Review of dam effects on native and invasive crayfishes illustrates complex choices for conservation planning
Dams are among the most prevalent and extreme alterations humans have perpetrated on fluvial systems. The dramatic physical and biological changes caused by dams have been synthesized for many aquatic faunal groups, but not for crayfishes. In addition, invasive crayfish species are an increasing threat to global biodiversity, and dams have both costs and benefits with respect to crayfish invasions. North American crayfishes have imperiled native crayfishes in Europe, largely by hosting and spreading the crayfish plague pathogen Aphanomyces astaci that is lethal to European crayfishes. The differential effects of A. astaci on North American vs. European crayfishes contribute to differences between the continents in the costs and benefits of dams. We reviewed literature on both the detrimental and beneficial effects of dams on crayfishes, with emphasis on conservation of European crayfishes.

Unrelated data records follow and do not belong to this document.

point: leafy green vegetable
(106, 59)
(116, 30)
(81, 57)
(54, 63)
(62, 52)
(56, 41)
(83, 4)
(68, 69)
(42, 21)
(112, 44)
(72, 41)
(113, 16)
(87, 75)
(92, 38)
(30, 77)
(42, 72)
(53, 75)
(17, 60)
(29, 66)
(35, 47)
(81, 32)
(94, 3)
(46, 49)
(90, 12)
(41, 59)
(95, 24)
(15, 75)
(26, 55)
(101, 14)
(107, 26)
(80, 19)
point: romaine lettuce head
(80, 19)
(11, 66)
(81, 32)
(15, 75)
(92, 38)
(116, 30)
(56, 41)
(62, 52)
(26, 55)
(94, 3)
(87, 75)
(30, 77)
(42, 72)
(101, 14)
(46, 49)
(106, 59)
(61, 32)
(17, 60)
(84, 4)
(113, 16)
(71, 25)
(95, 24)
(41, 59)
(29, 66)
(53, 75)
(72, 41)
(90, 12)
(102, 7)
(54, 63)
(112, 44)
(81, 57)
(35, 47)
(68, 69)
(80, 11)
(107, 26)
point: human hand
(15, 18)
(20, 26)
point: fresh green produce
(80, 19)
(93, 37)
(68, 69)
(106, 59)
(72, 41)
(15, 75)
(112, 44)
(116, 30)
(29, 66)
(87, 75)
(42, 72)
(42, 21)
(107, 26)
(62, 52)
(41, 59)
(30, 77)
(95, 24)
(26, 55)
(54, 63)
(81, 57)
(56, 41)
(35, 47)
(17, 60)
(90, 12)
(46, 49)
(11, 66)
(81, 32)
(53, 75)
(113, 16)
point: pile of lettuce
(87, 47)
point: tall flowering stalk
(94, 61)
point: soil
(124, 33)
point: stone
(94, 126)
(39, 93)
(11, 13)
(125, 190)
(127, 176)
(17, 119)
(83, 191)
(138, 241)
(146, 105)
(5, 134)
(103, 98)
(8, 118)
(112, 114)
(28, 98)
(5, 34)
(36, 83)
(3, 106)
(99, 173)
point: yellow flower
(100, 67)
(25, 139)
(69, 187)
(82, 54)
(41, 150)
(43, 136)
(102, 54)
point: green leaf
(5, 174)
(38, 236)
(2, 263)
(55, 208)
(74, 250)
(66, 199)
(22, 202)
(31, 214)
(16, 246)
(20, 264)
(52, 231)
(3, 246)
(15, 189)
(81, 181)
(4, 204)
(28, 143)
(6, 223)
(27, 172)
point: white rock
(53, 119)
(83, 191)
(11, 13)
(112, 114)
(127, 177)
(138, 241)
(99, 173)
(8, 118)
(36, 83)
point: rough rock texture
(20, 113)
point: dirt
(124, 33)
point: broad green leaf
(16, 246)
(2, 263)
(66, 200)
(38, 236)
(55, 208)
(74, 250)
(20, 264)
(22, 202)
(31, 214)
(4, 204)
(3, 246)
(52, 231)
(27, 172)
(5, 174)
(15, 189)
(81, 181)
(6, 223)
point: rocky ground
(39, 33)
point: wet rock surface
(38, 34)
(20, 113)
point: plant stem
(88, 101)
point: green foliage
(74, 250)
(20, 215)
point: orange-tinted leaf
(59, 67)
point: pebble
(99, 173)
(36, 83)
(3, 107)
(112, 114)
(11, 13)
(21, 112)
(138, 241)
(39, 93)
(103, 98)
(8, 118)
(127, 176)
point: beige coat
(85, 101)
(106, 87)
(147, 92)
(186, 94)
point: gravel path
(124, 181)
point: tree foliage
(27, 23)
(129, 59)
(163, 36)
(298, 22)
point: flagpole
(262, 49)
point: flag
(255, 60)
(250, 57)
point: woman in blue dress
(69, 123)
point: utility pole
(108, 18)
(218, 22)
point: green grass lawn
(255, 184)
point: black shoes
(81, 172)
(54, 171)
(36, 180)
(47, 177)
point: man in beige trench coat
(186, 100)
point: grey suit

We also suggested additional potential dam effects that warrant investigation. Our review illustrates the challenges and opportunities dams create for crayfish conservation. Dams create detrimental effects to native crayfishes, including reducing suitable habitats necessary for native habitat-specialist species and creating habitats suitable for non-native habitat-generalist species; fragmenting crayfish populations; and reducing species’ ability to recolonize upstream habitats. Conversely, dams can have beneficial effects by creating barriers that slow or halt upstream invasions by non-native crayfishes and spread of the crayfish plague. The complexity of the issues and the limited ecological information available highlights the need for future studies on the effects of dams on crayfishes. Crayfishes are one of the most imperiled groups of aquatic fauna globally; therefore, understanding the beneficial and detrimental effects of dams is essential for effective conservation of
many crayfish species.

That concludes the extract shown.